Hi everyone,
I’ve recently developed and open-sourced a project called node-red-cluster - a full clustering solution for Node-RED, built around Redis/Valkey.
It aims to make Node-RED horizontally scalable while keeping a familiar workflow for developers.
What it provides
Clustered storage - one admin instance (with editor) and multiple workers that automatically sync flows from the admin.
Distributed context store - global, flow, and node contexts shared across all nodes via Redis/Valkey, with atomic ops and compression.
Leader election - ensures that scheduled jobs or singleton tasks run only once across the cluster, with automatic failover.
Package sync - keeps all Node-RED nodes/modules consistent across admin and workers.
Docker/Kubernetes examples
I built this because I couldn’t find a clear or complete clustering solution for Node-RED.
Most discussions or examples focus on partial setups (like shared contexts or replicated flows) but not a full architecture with leader election and plugin sync.

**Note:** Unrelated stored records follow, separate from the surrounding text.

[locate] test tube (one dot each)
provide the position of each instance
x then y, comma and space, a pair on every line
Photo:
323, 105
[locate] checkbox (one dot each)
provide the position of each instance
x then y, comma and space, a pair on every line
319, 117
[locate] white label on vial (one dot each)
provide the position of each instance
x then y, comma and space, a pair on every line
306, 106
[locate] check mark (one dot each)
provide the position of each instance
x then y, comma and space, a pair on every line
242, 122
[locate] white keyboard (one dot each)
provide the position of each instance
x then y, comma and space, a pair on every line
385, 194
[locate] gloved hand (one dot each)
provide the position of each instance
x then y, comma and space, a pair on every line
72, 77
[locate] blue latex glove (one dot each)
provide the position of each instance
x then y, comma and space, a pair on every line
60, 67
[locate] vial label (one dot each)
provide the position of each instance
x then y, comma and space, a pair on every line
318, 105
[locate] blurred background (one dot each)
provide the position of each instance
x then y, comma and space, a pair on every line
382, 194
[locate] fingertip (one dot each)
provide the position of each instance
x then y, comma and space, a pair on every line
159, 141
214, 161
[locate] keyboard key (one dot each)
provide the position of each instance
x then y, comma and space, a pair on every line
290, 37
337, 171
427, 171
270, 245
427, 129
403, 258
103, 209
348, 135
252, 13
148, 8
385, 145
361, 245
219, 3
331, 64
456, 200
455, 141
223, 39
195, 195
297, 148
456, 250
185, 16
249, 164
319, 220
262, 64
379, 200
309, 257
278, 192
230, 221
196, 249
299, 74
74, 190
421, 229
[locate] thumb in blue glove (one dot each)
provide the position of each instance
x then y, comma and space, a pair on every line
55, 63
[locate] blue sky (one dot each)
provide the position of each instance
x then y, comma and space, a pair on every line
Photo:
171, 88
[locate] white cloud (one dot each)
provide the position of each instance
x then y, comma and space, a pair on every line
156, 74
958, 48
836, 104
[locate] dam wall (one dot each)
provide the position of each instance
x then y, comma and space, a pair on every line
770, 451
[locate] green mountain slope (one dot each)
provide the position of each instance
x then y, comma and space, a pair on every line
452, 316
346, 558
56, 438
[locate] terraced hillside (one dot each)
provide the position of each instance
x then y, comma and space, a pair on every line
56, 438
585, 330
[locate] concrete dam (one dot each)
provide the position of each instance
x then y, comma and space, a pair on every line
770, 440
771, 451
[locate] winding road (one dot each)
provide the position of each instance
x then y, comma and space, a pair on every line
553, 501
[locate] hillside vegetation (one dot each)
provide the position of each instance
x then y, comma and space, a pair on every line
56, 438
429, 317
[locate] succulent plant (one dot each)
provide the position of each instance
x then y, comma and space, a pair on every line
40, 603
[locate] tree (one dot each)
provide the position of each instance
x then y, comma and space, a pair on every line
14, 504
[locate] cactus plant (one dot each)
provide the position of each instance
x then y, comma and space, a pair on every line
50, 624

Now that the project is working well in my own tests, I’d love to hear the community’s thoughts:
Open questions / feedback I’m looking for
Have you ever needed to scale Node-RED horizontally? How did you approach it?
Do you see any better or simpler alternatives to this approach?
Any feedback, criticism, or alternative designs are very welcome.
I’d really like this to be a discussion about how Node-RED could scale more natively in distributed environments.
What happens if the admin instance dies or gets too many requests it starts to drop messages or throttle? I'm asking this question because I understood that the admin has a flow that has a node that routes messages to workers. Is my understanding right?
Flowfuse has a cluster solution that enables HA. I never tried it but maybe you should look at it. I think they solved message distribution across all instances using the network layer with some kubernetes native feature. And the sync of flows between instances may have been done like you did, with custom storage and context plugins, but using postgres instead of redis.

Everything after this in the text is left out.